The local head of a federal agency under fire for allegedly losing millions of tax dollars through land exchanges defended the practice, just as Congress was gearing up to investigate the office.
Utah Rep. James Hansen, chairman of a House Resources subcommittee, called for hearings in July into the Las Vegas Bureau of Land Management office "because this issue is not only important to Nevada, but the entire West."
The hearings were requested by Rep. John Ensign, R-Nev., after a draft report by the Interior Department's inspector general revealed that as much as $12.2 million was lost in four Nevada land exchanges.
"This draft audit report has opened a Pandora's box, and I have a sneaky suspicion we've only touched the tip of the iceberg," Ensign said.
BLM District Manager Mike Dwyer, who has seen a copy of the draft report, disputed the findings and defended the practice of land exchanges as beneficial to Southern Nevadans.
The report argues that the local BLM office cost taxpayers money by not selling the land competitively, but Dwyer said Nevadans gain more through exchanges because the money raised from competitive sales would go directly to the U.S. Treasury.
"We could do competitive sales, but Southern Nevada would definitely not benefit," Dwyer said.
Land exchanges are intended to bring pristine wilderness and valuable habitat under the protection of the federal government in exchange for public lands more suitable for development.

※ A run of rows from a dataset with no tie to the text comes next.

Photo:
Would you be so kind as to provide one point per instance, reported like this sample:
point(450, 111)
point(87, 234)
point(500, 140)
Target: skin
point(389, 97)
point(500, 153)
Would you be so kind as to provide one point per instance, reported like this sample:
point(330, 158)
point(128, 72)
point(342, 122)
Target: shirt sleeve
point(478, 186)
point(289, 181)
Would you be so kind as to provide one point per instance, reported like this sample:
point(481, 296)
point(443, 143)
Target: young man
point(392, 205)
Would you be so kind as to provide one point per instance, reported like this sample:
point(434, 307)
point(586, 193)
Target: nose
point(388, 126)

The internal audit focuses on four land exchanges conducted between 1993 and 1995. Two involve the Arizona-based Olympic Group Inc., one involves the American Land Conservancy of San Francisco, and the fourth involves land in Tonopah the BLM wanted for office space.
Dwyer said the report doesn't balance what the public gains through land exchanges, such as the protection of land in the Spring Mountains for recreational use.
Southern Nevada has become the focus of land exchanges -- with 20,000 acres of government land available in the Las Vegas Valley, Dwyer said.
"There is no place in the country like Las Vegas where so much public land is in and around a city that's growing so fast," Dwyer said.